Best investment options if you have Rs 5 lakh to park | The Financial Express

Best investment options if you have Rs 5 lakh to park

While the risk-taking capacity of young investors is high, choosing an investment avenue would depend on the ability of a person to tolerate investment risks.

investment, lump-sum investment, SIP, FD, SCSS, mutual fund, market risks, risk-averse investors, investment period, risk-taking capacity, regular income, diversification, insurance cover, financial planning
There are many investment options available in the market to park lump-sum money.

There are many investment options available in the market to park lump-sum money. However, choosing an option will depend on the investment period and risk-taking capacity.

For retired people having low risk-taking capacity due to the absence of regular income, the choice of investment would be limited – like Fixed Deposit (FD), Senior Citizen Savings Scheme (SCSS), pension plans etc.

However, for young people having a long working life, there are plenty of choices to park their investment money. While the risk-taking capacity of young investors is high, choosing an investment avenue would depend on the ability of a person to tolerate investment risks.

While a risk-averse person would like to stay away from the investment options having market risks, another person may choose a risky avenue for higher returns in the long run.

“As a young investor you have time on your side and if you have a steady source of income, you also have a higher risk appetite than older investors like your parents. If you’re planning to invest a sizable amount of money into new age assets, alternative investments offer you a generous buffet of asset options,” said Nikhil Aggarwal, Founder & CEO at Grip.

Before starting investing, however, you should first cover your risks to ensure that the investment journey doesn’t get interrupted by unforeseen eventualities.

“Before you even consider investing your hard-earned money anywhere you must ensure you have invested in basics such as health insurance, life insurance and created a liquid fund that you can access in case of emergencies,” said Aggarwal.

For investment avenues having market risks, instead of lump-sum, it’s better to invest gradually through Systematic Investment Plan (SIP).

“Post this you should ensure you have invested in a traditional asset such as stocks or mutual funds via the SIP route to get the dual benefit of compounding and rupee-cost-averaging,” said Aggarwal.

To reduce investment risks, instead of choosing a single investment avenue, you should diversify.

“The next step would be to diversify and spread your remaining corpus across alternative investment options such corporate bonds, asset leasing, inventory finance, commercial real estate and start-up equity.
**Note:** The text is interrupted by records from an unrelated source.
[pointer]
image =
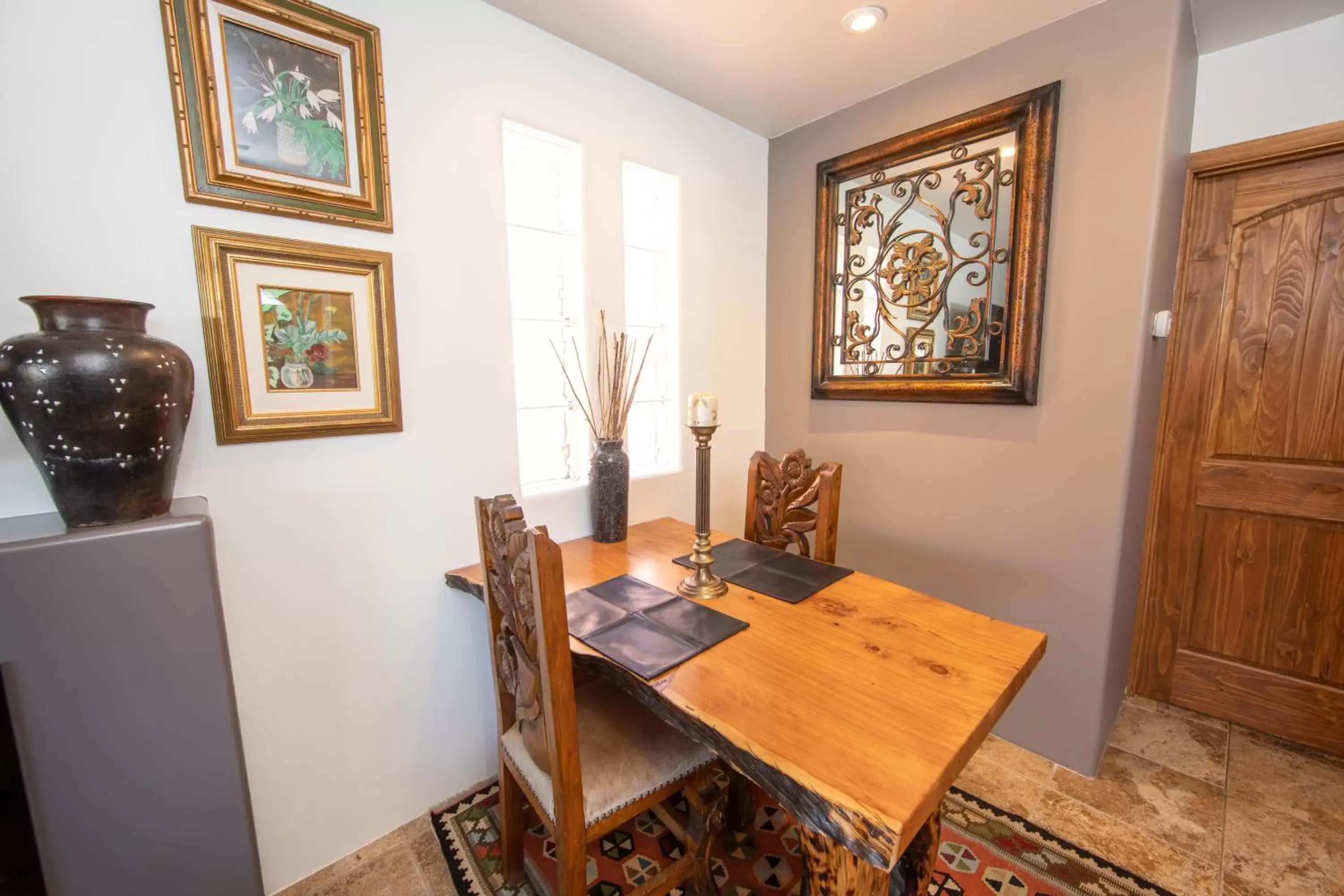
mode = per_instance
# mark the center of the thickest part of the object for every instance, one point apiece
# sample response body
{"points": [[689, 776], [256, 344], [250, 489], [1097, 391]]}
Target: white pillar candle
{"points": [[702, 409]]}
This will ensure you earn between 8 to 22 per cent pre-tax IRR across these options and will help you earn non-stock-market linked returns,” said Aggarwal.

To decide how much to invest in which investment avenue to reach your financial goals on time, it’s better to chalk out a financial plan before you start investing.
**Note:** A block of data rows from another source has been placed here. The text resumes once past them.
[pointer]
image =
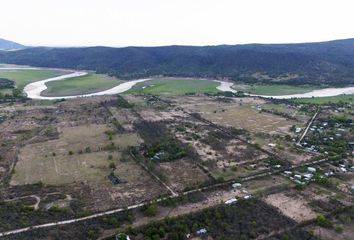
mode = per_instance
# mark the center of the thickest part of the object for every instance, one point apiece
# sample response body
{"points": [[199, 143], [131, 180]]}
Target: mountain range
{"points": [[324, 63], [9, 45]]}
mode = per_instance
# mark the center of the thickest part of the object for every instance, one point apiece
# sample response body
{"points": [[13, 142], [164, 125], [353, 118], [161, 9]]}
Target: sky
{"points": [[173, 22]]}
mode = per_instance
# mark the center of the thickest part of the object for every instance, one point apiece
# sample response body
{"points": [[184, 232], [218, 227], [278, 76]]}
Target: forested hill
{"points": [[9, 45], [330, 63]]}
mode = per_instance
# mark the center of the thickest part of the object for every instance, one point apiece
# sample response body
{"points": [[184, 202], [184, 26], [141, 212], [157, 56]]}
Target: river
{"points": [[34, 90]]}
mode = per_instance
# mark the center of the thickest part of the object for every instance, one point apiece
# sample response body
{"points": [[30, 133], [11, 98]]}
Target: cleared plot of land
{"points": [[175, 86], [242, 114], [182, 173], [273, 89], [81, 85], [295, 207], [24, 76], [326, 100], [61, 161]]}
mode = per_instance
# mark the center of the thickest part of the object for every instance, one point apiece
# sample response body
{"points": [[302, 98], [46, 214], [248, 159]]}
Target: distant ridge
{"points": [[9, 45], [324, 63]]}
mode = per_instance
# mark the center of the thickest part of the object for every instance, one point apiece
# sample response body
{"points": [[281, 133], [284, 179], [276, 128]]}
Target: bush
{"points": [[323, 221]]}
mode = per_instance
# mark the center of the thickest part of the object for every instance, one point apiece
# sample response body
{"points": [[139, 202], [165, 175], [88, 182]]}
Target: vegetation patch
{"points": [[90, 83], [175, 86]]}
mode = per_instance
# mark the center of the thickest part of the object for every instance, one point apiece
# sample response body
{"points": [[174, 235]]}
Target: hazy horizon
{"points": [[118, 23]]}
“How much money you allocate across these asset types depends on your money goals and the capital you wish to allocate. Leasing and Inventory Financing are two more options that can act as great balancers because they give you monthly payouts, exciting returns and tenure options ranging from 2 months to 36 months,” said Aggarwal.
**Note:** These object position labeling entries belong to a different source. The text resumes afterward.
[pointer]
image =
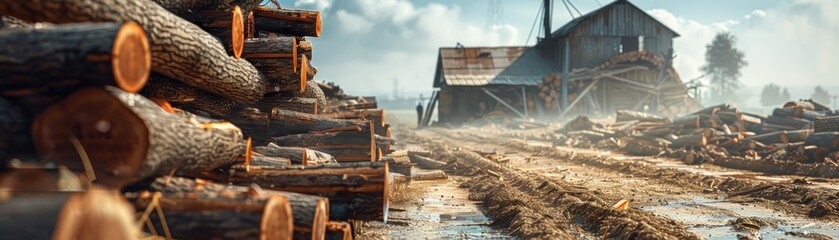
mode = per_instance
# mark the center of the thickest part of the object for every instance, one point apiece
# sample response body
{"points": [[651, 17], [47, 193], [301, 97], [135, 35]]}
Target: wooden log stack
{"points": [[146, 96]]}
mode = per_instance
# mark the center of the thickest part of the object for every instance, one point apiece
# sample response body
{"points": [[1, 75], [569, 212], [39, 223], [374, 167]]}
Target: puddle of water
{"points": [[444, 212], [710, 219]]}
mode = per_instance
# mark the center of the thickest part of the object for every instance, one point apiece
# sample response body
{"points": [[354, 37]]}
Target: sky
{"points": [[368, 45]]}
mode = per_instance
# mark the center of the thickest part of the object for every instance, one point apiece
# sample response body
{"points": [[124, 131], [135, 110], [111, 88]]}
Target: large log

Along with mixing risky and conservative financial assets, having assets like gold, real estate etc would give you a better diversification.

“On the conservative side of alternative investing, you have corporate bonds that also give you regular payouts although with a lower return of ~ 8 per cent to 10 per cent. Beyond this you can also bolster your portfolio with some long-term investments like commercial real estate or get exposure to specific high growth sectors via startup equity investments,” said Aggarwal.